MarkersExtractor icon indicating copy to clipboard operation
MarkersExtractor copied to clipboard

Add Clip Keywords manifest field

Open IAmVigneswaran opened this issue 1 year ago • 24 comments

Add Keywords manifest field. See below.

IAmVigneswaran avatar Nov 18 '23 14:11 IAmVigneswaran

It is complicated to add Clip Keywords column? We can have this column after Clip Name.

I wonder if we can add the Keywords tagged within the Clip Range from the Marker position?

Marker-Keyword-01 Marker-Keyword-02

When Inspecting FCPXML -

  <asset-clip ref="r2" offset="0s" name="Nature Makes You Happy" start="550912/12800s" duration="9216/12800s" tcFormat="NDF" audioRole="dialogue">
                            <adjust-colorConform enabled="1" autoOrManual="manual" conformType="conformNone" peakNitsOfPQSource="1000" peakNitsOfSDRToPQSource="203"/>
                            <keyword start="99/5s" duration="25088/12800s" value="penguin"/>
                            <keyword start="1076/25s" duration="9216/12800s" value="flower, nature"/>
                            <marker start="1082/25s" duration="100/2500s" value="Marker 37"/>
                            <keyword start="257/5s" duration="6656/12800s" value="penguin"/>
                            <keyword start="1454/25s" duration="19456/12800s" value="nature"/>
                            <keyword start="1454/25s" duration="15872/12800s" value="flower"/>
                            <keyword start="297/5s" duration="3584/12800s" value="flower"/>
                        </asset-clip>

Seem that the associated Keyword Tags are always above the Marker?

                            <keyword start="1076/25s" duration="9216/12800s" value="flower, nature"/>
                            <marker start="1082/25s" duration="100/2500s" value="Marker 37"/>

                            <keyword start="61s" duration="27648/12800s" value="birds"/>
                            <marker start="1544/25s" duration="100/2500s" value="Marker 42"/>

In our CSV -

CSV-With Keywords

Those values would automatically be converted as Multi-Select types in Notion and Airtable.

User could have another layer of filtering option in their Database.

IAmVigneswaran avatar Nov 25 '23 01:11 IAmVigneswaran

I did a bit of a deep dive this past week on keywords, so yes.
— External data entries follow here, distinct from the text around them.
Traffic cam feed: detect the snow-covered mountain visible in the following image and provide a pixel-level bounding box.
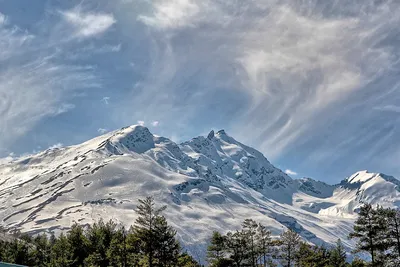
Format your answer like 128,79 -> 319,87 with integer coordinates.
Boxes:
0,126 -> 400,260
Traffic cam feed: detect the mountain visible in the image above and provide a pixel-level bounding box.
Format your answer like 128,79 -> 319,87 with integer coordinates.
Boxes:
0,126 -> 400,262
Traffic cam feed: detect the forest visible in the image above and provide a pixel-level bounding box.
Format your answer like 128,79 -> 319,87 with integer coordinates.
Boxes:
0,197 -> 400,267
They are already being parsed, just not used yet. In fact I was going to open an Issue to propose adding them to the manifest but haven't had a chance yet.

We can apply similar logic for out-of-bounds keywords as we do with out-of-bounds markers.

Since keywords can apply to an entire clip or a portion of a clip, a bit of extra math is involved. As long as some portion of the keyword's range of a clip is visible from the main timeline, we would include in on the output manifest.

orchetect avatar Nov 25 '23 01:11 orchetect

We can place Clip Keywords after Clip Duration.

Clip Keywords

IAmVigneswaran avatar Mar 04 '24 00:03 IAmVigneswaran

This was more complex than anticipated since keywords can apply to an entire clip or to a range of a clip.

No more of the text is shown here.